= Special EU Programmes Body =

Cross-border British–Irish government body

The Special EU Programmes Body (SEUPB) (Comhlacht na gClár Speisialta AE; Ulster-Scots: Tha By-Ordnar CE Dargs Convenerie) is a cross-border body in the United Kingdom and Republic of Ireland which co-ordinates projects funded by the European Union and implemented in Northern Ireland and adjacent regions: the Border region of the Republic of Ireland, and Western Scotland. The SEUPB is one of six cross-border bodies established after the 1998 Belfast Agreement, given statutory force by Section V of both the North/South Co-operation (Implementation Bodies) (Northern Ireland) Order 1999 and the British-Irish Agreement Act, 1999 in the UK and Republic respectively.
SEUPB receives and disburses funds under two EU programs: Interreg IVA (€256 m) and Peace III (€333 m). It may also compete for Interreg IVB and IVC funds. It reports to the European Commission, the Northern Ireland Executive and the Government of Ireland.

==Peace III==
The EU Programme for Peace & Reconciliation in Northern Ireland and the Border Region of Ireland, known as Peace III, aims to "reinforce progress towards a peaceful and stable society and promote reconciliation".

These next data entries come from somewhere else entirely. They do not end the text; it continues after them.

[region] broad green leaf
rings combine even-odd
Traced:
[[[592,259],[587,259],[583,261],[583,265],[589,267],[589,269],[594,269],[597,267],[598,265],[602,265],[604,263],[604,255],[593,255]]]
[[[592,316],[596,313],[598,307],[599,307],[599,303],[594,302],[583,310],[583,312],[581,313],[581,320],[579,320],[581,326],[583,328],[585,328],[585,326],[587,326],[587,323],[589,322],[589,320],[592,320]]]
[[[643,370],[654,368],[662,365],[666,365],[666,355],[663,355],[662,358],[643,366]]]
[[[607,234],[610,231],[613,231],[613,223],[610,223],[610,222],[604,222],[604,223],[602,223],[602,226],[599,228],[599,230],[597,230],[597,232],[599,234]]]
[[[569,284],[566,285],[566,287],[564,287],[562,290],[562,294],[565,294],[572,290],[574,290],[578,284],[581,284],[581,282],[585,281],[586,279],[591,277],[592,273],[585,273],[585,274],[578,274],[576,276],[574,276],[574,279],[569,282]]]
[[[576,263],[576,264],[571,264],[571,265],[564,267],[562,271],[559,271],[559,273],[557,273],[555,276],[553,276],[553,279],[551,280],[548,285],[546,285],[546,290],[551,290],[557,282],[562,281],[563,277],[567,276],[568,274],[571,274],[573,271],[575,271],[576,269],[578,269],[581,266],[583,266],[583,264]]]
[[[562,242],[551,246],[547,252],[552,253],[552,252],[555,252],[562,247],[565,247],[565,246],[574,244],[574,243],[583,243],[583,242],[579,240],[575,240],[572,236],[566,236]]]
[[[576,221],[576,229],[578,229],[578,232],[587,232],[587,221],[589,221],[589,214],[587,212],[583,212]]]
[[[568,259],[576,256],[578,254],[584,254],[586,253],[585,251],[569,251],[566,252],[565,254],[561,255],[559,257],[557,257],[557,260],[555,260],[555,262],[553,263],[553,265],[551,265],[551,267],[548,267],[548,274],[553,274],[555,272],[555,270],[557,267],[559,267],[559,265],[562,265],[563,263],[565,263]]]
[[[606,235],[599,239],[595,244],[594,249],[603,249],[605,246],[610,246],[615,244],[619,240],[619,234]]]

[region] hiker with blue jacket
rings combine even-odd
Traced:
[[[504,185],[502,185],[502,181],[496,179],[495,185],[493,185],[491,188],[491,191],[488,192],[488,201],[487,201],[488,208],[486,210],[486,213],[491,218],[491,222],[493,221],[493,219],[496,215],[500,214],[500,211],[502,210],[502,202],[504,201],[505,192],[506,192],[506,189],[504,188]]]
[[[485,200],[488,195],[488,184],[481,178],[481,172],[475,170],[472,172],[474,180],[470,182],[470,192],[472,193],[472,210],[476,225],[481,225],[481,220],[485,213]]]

The previous programmes were Peace I (1995–1999) and Peace II (2000–2004).

== PEACE PLUS ==
In July 2022, a new €1.1 billion / £1 billion "PEACE PLUS" programme was announced, to be administered by SEUPB, jointly funded by the UK and the EU, and with the Northern Ireland Executive and Irish Government providing matching funding. PEACE PLUS expires in 2027.

== Impact of Brexit ==
As part of the Brexit withdrawal agreement, the European Union, Ireland and United Kingdom had committed to continue the funding of the Special EU Programmes Body until at least 2023. In 2022, they announced joint EU-UK funding of the programme would extend until at least 2027.